Yıllardır Ergene Nehri’nin bakteri aşılanarak temizlenebileceğini savunan biri olarak bu makale beni son derece heyecanlandırdı. Hemen iki nehrin özellikleri hızla aklımdan geçmeye başladı: Ganj Nehri Hintliler için dinsel açıdan kutsal. Peki Ergene Nehri Trakyalılar için kutsal değil mi? Evet, kutsal en az Ganj Nehri’nin Hintliler için olduğu kadar kutsal. Neden mi? Çünkü bizim dinimizde de “Temizlik imandan gelir” sözü vardır. Bu sadece insanın kişisel temizliğini değil tüm yaşadığımız çevrenin temizliğini de kapsar. Çevresi kirliyken hiç insan temiz olabilir mi?

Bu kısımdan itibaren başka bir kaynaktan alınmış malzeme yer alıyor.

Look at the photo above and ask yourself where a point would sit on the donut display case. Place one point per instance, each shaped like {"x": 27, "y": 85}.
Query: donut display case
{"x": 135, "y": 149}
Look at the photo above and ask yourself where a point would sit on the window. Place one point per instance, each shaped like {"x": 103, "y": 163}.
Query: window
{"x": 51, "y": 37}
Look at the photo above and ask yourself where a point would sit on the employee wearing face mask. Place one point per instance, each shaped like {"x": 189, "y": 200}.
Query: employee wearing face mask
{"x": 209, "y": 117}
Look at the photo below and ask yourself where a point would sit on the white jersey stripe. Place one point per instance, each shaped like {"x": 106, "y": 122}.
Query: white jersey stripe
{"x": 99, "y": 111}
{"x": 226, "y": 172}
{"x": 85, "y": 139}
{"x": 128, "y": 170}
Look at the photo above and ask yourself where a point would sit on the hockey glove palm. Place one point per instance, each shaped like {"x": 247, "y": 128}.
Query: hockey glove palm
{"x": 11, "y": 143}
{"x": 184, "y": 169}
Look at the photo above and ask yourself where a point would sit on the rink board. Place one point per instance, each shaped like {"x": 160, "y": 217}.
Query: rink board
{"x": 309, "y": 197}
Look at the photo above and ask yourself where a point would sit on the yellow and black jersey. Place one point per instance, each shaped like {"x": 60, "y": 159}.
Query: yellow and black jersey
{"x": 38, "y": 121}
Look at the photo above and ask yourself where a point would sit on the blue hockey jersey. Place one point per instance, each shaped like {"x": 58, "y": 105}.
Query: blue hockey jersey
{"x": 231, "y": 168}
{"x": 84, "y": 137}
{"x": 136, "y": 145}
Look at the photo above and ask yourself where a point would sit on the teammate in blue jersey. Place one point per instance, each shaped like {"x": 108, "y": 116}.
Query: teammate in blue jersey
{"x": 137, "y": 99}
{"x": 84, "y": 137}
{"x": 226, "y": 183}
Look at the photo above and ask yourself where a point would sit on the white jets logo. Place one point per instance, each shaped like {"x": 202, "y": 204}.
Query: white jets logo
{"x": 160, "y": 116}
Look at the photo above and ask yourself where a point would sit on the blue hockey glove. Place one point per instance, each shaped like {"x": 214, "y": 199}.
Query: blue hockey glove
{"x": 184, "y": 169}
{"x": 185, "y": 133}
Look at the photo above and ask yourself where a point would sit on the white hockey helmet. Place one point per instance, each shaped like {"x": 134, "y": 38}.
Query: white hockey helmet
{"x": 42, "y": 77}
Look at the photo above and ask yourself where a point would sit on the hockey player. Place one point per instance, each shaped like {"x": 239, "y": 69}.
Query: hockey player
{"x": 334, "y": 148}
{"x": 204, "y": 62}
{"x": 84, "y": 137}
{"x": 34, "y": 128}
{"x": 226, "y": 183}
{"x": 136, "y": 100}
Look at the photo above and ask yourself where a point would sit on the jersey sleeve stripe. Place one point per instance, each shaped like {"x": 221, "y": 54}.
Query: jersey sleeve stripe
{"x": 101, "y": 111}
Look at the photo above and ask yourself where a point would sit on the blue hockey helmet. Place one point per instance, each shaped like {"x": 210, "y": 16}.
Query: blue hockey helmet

Ganj Nehri, 2500 km uzunluğunda, Ergene Nehri ise yaklaşık 250 km uzunlukta. Ganj Nehrine 30 şehir, 70 kasaba ve binlerce köyün ham evsel atıksuyu (1,3 milyar litre/gün) dökülüyor. Ergene’ye ise birkaç şehir (bildiğim kadarıyla Tekirdağ’ın arıtma tesisi var.) onlarca kasaba ve yüzlerce köyün evsel atıksuyu dökülmekte.  Ganj’a binlerce fabrikadan 260 milyon litre endüstriyel atıksu arıtılmadan dökülüyor. Ergene için de aynı durum söz konusu ama bizdeki atıksu miktarı çok daha az. Hiç olmazsa devlet kirleten snayiciye ceza yazıyor ama kendini bilmez gözü paradan başka şey görmeyen “vatan hainleri” gece gizlice deşarj ediyorlar. Sonra, Ganj’a dökülen tarlalardan süzülen yüzey suları var. Ganj Havza’sındaki tarlalarda altı milyon tondan fazla kimyasal gübre ve 9.000 ton da pestisit kullanılmakta. Ergene Havzası ise Ganj Havzası kadar büyük olmadığından, bu kadar yüksek olmamakla birlikte, kimyasal gübre ve pestisit kullanımı Türkiye ortalamasının çok üzerinde.  Bunun nedeni, çiftçimiz, Ergene’nin suyuyla sulandığından tuzlaşma görülen toprakta, verim düşüklüğü yaşadığı için daha fazla kimyasal gübre atarak verim düşüklüğünü yenebileceğini düşünmektedir. Bu çok kısa vadede sonuç verse de, ilerde tamamen çölleşmeye yol açabilecek bir durumdur. Bu anlayışın bir an önce bırakılması gerekmektedir. Ergene suyunun içindeki tuz iyonlarından kaynaklanan verimsizlik sorunu, toprağa kimyasal madde ilave edilerek önlenemez. Bunda inat edilecek olursa, çok kısa süre içinde toprak tamamen çoraklaşacaktır.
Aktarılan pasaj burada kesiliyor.